Las circunstancias del encuentro entre Franz Kafka y Albert Einstein son precisas: un balcón en una de las acostumbradas reuniones de la Sra. Berta Fanta en 1911 en Praga. La ficción de la obra (y su contenido) es la interacción que Franz y Albert pudieron haber tenido.

Ambos y únicos personajes de la obra interpretan personajes complementarios (alter egos del otro): Franz es tímido, paranoide, temeroso y deprimido en cambio Albert es juguetón, desestructurado (tanto en comparación con Franz como además de lo que podría esperarse de un físico) y entusiasta.

En la primer parte del espectáculo los intérpretes presentan las características emocionales de sus representados, en ese momento ambos cuentan sus experiencias laborales, sus percepciones del mundo. Primeramente Albert explica su perspectiva de la vida por medio de la ilustración de su teoría de la relatividad. En una segunda instancia Franz comenta sobre sus miserias (su trabajo, su relación con su padre y los personajes de Praga) y su sueño de metamorfosis.

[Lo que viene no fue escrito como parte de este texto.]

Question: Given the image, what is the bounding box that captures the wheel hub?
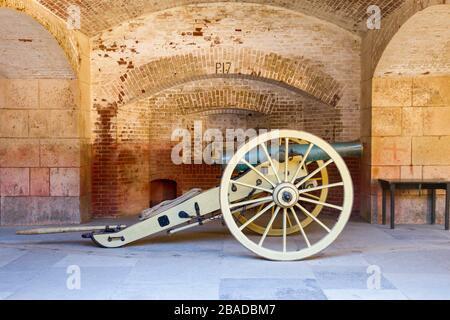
[273,183,299,208]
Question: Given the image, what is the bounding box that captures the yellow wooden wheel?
[234,156,329,237]
[220,130,353,261]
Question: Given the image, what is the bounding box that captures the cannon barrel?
[222,141,364,171]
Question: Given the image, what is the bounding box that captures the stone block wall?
[92,3,360,216]
[0,79,88,225]
[371,76,450,223]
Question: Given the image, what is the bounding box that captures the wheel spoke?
[230,196,273,209]
[291,143,314,183]
[287,210,292,228]
[291,208,311,248]
[258,207,280,247]
[298,197,344,211]
[298,182,344,194]
[284,138,289,182]
[231,202,267,216]
[283,208,287,252]
[261,143,281,183]
[303,192,320,201]
[239,202,275,231]
[241,159,276,188]
[233,181,273,194]
[294,159,334,189]
[295,203,331,233]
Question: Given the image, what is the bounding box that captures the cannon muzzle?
[222,141,364,171]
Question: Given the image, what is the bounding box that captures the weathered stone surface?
[6,79,39,109]
[0,139,39,168]
[372,137,411,166]
[402,108,423,137]
[0,168,30,197]
[423,166,450,180]
[50,168,80,197]
[0,109,28,138]
[400,166,423,180]
[0,197,80,226]
[30,110,79,138]
[372,107,402,137]
[0,76,7,109]
[39,79,78,109]
[423,107,450,136]
[41,139,80,167]
[30,168,50,197]
[372,166,400,179]
[372,78,412,107]
[413,76,450,107]
[412,136,450,166]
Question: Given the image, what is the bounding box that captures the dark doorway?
[150,179,177,207]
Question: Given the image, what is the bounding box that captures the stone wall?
[371,5,450,223]
[0,5,90,225]
[0,79,87,225]
[92,4,360,215]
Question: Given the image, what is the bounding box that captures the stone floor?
[0,221,450,300]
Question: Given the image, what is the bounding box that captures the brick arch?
[363,0,446,80]
[103,48,342,106]
[151,87,277,115]
[0,0,81,75]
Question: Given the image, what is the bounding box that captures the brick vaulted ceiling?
[37,0,406,36]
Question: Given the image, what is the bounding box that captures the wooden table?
[378,179,450,230]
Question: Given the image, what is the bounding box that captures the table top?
[378,179,450,184]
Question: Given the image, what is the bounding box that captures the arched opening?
[0,8,87,225]
[150,179,177,207]
[91,3,361,216]
[370,5,450,223]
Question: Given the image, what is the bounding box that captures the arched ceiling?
[37,0,407,36]
[0,8,74,79]
[375,4,450,77]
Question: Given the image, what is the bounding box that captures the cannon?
[18,130,363,261]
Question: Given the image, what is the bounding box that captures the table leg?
[382,188,387,226]
[430,189,436,224]
[445,183,450,230]
[391,184,395,229]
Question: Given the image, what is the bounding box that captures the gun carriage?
[18,130,362,261]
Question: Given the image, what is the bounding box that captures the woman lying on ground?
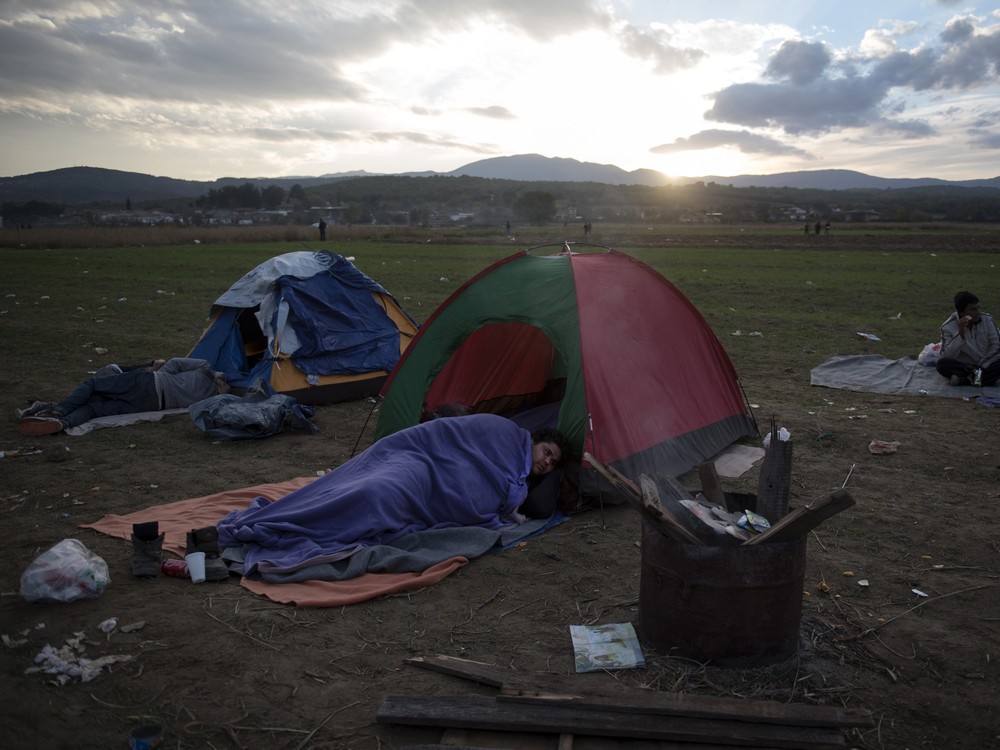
[217,414,569,573]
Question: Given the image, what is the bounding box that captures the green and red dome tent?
[375,246,757,477]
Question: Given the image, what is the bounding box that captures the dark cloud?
[705,18,1000,134]
[650,130,812,158]
[970,129,1000,149]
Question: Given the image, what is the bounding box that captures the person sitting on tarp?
[17,357,229,437]
[935,292,1000,385]
[216,414,569,574]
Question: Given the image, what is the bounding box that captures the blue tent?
[188,251,417,404]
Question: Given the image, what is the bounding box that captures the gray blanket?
[809,354,1000,399]
[222,512,566,583]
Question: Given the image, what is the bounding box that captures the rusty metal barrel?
[637,519,807,667]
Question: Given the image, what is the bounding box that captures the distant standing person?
[935,292,1000,385]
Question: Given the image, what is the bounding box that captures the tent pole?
[350,394,382,458]
[736,378,760,437]
[576,412,608,531]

Luego, continuando este primer momento, es representado un intercambio dinámico entre ambas posturas frente a la vida. Una interesante propuesta para hacer llegar al espectador miradas diferentes de una misma Praga, una misma época. El espectador podrá reconocerse en los personajes, con nombres célebres e historias de la vida cotidiana y así reflexionar sobre sus opiniones y posturas del mundo, quién representa sus ideas y qué ideas quiere aprender a asumir.

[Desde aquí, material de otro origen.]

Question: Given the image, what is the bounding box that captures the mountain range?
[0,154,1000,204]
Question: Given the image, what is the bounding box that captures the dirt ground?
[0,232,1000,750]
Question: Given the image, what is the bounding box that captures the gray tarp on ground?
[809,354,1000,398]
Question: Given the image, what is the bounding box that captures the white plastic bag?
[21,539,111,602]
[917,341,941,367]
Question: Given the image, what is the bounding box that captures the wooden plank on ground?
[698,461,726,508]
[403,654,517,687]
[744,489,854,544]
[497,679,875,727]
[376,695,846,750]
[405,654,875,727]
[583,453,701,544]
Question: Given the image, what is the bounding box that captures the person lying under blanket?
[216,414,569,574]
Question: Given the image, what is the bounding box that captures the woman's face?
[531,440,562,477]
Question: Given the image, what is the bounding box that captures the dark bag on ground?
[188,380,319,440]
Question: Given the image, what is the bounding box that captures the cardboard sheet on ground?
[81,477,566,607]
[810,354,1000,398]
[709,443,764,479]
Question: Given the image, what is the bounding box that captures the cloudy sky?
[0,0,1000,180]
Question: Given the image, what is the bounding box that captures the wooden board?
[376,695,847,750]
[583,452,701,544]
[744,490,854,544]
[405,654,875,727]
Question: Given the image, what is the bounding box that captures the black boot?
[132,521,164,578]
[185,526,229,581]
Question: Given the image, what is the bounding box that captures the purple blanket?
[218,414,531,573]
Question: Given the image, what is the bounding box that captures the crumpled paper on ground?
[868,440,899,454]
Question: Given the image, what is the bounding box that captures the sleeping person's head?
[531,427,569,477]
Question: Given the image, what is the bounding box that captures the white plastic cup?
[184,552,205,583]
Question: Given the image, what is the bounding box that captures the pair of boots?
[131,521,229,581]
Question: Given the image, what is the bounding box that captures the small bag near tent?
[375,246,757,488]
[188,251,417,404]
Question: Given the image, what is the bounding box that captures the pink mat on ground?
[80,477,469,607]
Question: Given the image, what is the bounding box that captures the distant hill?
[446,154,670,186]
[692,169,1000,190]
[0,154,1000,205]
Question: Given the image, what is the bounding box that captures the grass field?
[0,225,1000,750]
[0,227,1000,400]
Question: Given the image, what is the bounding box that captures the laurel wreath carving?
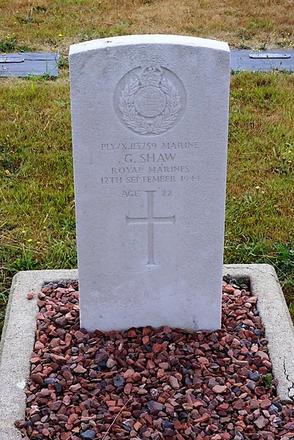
[119,78,181,134]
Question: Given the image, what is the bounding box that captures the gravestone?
[70,35,230,330]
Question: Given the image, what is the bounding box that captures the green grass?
[0,73,294,334]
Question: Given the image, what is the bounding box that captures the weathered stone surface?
[70,35,230,330]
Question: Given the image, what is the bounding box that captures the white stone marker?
[70,35,230,330]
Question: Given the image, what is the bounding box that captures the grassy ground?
[0,0,294,332]
[0,0,294,53]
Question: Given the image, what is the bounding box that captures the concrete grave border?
[0,264,294,440]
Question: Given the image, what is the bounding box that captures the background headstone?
[70,35,230,330]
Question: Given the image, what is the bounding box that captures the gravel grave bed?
[16,277,294,440]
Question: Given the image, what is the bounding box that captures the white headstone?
[70,35,230,330]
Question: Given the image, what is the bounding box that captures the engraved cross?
[126,191,176,265]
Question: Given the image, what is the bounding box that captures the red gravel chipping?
[16,278,294,440]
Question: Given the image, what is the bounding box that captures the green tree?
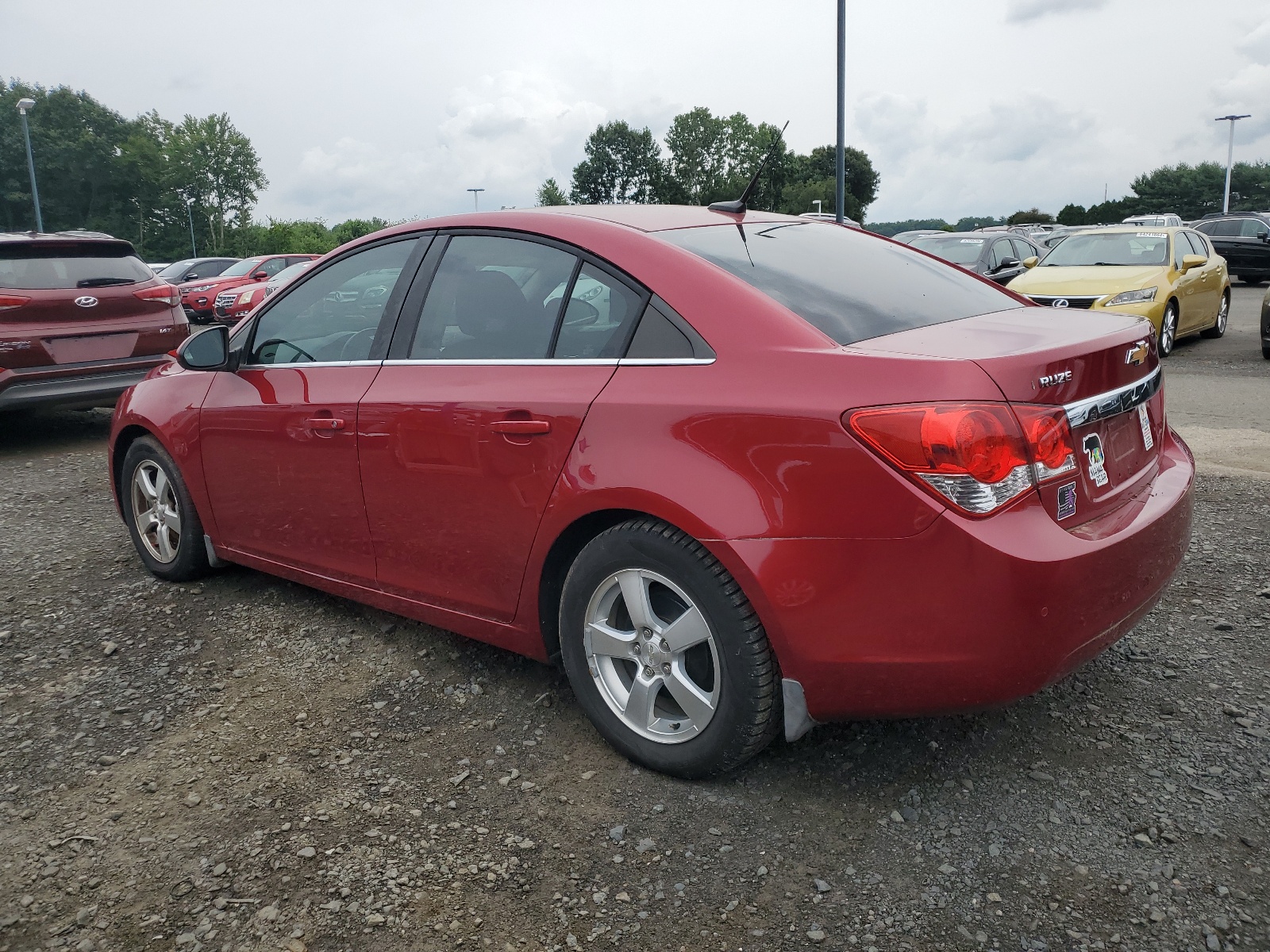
[169,113,269,254]
[537,179,569,205]
[570,119,664,205]
[1054,205,1087,225]
[865,218,952,237]
[1006,208,1054,225]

El quiebre a la segunda parte de la obra es suavemente notorio, tras una hora de obra y una más por delante Kafka y Einstein se alejan de esas percepciones generales de la vida (tan aprovechables e interesantes para el público codicioso de introspección) para pasar a comentar detalles y banalidades de su vida cotidiana. A pesar de no representarse pensamientos elevados sobre la vida, comienza a observarse una simbiosis entre ambos personajes, algo de Einstein en Kafka y viceversa.

Las interpretaciones dentro del carácter de cada uno son payasescas en algunos momentos desestructurando las diferencias entre los personajes y la tensión de sus extremas personalidades. Cada personaje está finamente delimitado para unirse en momentos clawnescos que culminan de manera exponencial en la escena final de la obra. El público (adulto en conocimiento) sabe interpretar la comicidad y la seriedad de la obra.

La iluminación y la música juegan un papel importante en la obra. La música une a los interpretados en la escena final y la iluminación completa la bella escena en la que ambas personalidades se mimetizan mirando al cielo en la escena maestra de la obra por su composición y las actuaciones de Sorrentino y Marcove. La escenografía pulcra y cuidada merece otro aplauso pos su simpleza y completud.

El espectáculo compone un contexto histórico, filosófico y cultural admirable en su exactitud y la intervención de cada personaje en este. Para el espectador que conoce ambas personalidades históricas es una característica rica de conexión entre la obra y los hechos históricos, la ficción y la realidad, el momento fidedigno de la obra y su futuro real.

Dirección y puesta en escena: Daniel Marcove. De Mario Diment. Elenco: Miguel Sorrentino y Julián Marcove.